| HN Mirror

> Footnote: I am convinced that we'll see a fork (of sorts) of RISC-V for the GBOoO segment.

Yeah, seems likely.

Qualcomm has been trying to push RISC-V to be better for GBOoO after ARM fucked them over with their Nuvia purchase. They have a high performance AArch64 core and no AArch64 licence for it.

They have been pushing to drop the compressed 16bit instruction extension from the core profile, and proposed a new extension improves code density by adding new addressing modes stolen from AArch64.

> For instance, I consider MRISC32 to be a RISC ISA, but an implementation may expand vector instructions into multiple operations that take several clock cycles to complete

ARM Inc takes this approach for vector instructions on their little cores (like the A53).

> I still think that there is potential in software-aided decoding/translation (heck, most of the software that we run on a daily basis is JIT-translated, so it can't be that bad).

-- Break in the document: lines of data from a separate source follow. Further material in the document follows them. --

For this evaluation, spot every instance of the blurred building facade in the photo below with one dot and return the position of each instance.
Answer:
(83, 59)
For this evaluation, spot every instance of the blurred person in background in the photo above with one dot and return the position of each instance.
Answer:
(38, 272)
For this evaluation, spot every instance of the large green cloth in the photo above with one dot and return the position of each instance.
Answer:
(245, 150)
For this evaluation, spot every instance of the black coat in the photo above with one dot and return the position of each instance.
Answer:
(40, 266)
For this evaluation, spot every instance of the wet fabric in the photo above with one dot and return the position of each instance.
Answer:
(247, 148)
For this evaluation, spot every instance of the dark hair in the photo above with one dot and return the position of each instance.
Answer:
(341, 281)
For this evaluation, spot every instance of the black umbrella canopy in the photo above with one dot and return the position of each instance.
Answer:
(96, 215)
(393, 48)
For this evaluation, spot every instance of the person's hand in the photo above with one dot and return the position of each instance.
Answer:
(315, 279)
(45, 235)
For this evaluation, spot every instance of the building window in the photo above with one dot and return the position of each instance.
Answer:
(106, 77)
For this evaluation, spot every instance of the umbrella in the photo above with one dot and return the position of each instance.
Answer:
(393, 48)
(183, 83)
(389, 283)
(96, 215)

Ironically, the prevalence of JITs in modern software is one of the major reasons why Project Denver had a hard time. It took a noticeable performance hit worse when executing JITTed code, not that it's performance on static code was great. This is despite the fact that Denver had a hardware translator so it didn't have to send all code though the software translator.

I suspect Transmeta fell into the classic trap of underestimating just how good of a performance advantage that a GBOoO gets from hiding the latency of memory ops with out-of-order execution. With hindsight, we know know that advantage is massive, but nobody really knew about it 20 years ago.

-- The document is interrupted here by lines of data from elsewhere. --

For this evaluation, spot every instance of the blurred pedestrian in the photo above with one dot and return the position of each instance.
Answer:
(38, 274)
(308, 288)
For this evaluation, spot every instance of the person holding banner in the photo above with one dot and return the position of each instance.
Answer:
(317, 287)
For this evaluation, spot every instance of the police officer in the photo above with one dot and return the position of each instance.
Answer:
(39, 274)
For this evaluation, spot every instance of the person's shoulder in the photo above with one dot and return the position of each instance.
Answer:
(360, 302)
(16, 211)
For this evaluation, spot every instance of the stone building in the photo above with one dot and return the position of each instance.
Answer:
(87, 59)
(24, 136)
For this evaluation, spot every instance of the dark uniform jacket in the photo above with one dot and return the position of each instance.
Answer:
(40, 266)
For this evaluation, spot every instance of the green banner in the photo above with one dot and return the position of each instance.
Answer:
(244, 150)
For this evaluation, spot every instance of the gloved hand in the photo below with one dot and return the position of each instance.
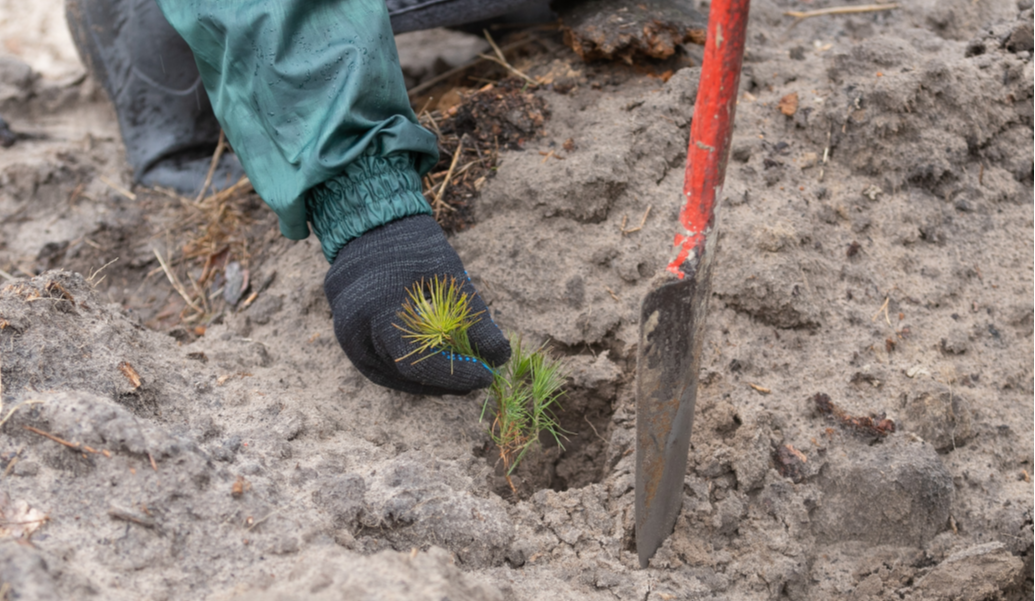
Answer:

I'm not entirely sure what Denver's problem was. I understand they did aggressive memory prefetching to try and compensate. Maybe that just wasn't good enough. Or maybe it was just translation overhead issues, trying to schedule VILW code is a hard problem, and the same reason why Itanium failed.

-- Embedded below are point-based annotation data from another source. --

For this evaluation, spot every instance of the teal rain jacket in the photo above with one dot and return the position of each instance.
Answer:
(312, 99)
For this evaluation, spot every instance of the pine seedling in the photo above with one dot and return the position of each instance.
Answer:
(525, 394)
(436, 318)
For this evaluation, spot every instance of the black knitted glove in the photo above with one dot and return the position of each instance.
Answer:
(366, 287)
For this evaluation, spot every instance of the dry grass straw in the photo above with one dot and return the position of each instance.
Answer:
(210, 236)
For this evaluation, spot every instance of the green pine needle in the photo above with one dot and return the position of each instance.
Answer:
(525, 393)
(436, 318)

> However... If software decoding is only used for small power efficient cores (and maybe they use something else than VLIW?

Yeah, might work. Well, more for a medium sized core than small.

I'm thinking maybe if you kept the instruction bundling from VLIW so your frontend is significantly simpler, but still use an out-of-order backend so you get the latency hiding advantage. And because it's only an efficiency on a heterogeneous SoC, the OS can identify code (or processes) that doesn't work well with software decoding and kick it to the performance cores.

> IIRC a main driver for Transmeta was to circumvent x86 licensing issues

But then Nvidia tried the same approach. Apparently there was a lawsuit which they lost, and project Denver was repurposed as an AArch64 core. It might have been a good product if it could run x86 code.